Lange Zeit galten seltene Schmerzerkrankungen in der klinischen Medizin als schwieriges Krankheitsbild, da ihre Diagnose oft nur erschwert möglich und Therapieoptionen limitiert waren. In den letzten Jahren sind diese Schmerzerkrankungen jedoch mehr in den wissenschaftlichen Fokus gerückt. So wurden verschiedene Pathomechanismen entdeckt, was neue Perspektiven in der Entwicklung medikamentöser Therapieansätze bot. Durch diese neue Therapieoptionen hat die frühzeitige Diagnostik und Verlaufsbeurteilung seltener Schmerzerkrankungen zunehmend an Bedeutung gewonnen.

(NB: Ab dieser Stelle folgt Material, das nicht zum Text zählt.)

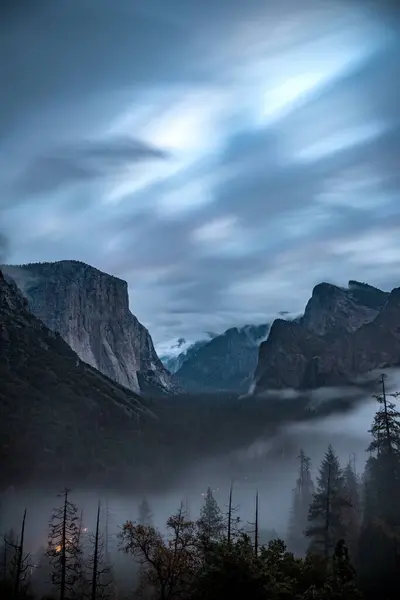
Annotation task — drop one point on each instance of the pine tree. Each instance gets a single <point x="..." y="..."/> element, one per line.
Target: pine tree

An erster Stelle der Diagnosefindung steht die Erfassung der klinischen Symptomatik eines Patienten. Bestimmte seltene Erkrankungen wie der Morbus Fabry oder die hereditäre Transthyretin (ATTRv) Amyloidose zeichnen sich durch einen phänotypischen Fingerabdruck aus. Durch die Quantitative Sensorische Testung und den Einsatz validierter Fragebögen kann für jeden Patienten bzw. jede Erkrankung ein individuelles Sensibilitätsprofil erstellt werden. Die Subgruppierung anhand des spezifischen sensorischen Profils kann zur Abgrenzung gegenüber anderen Erkrankungen genutzt werden. Aufbauend auf der Phänotypisierung sollten dann weiterführende Methoden eingesetzt werden, um die Differentialdiagnosen seltener Schmerzerkrankungen einzugrenzen.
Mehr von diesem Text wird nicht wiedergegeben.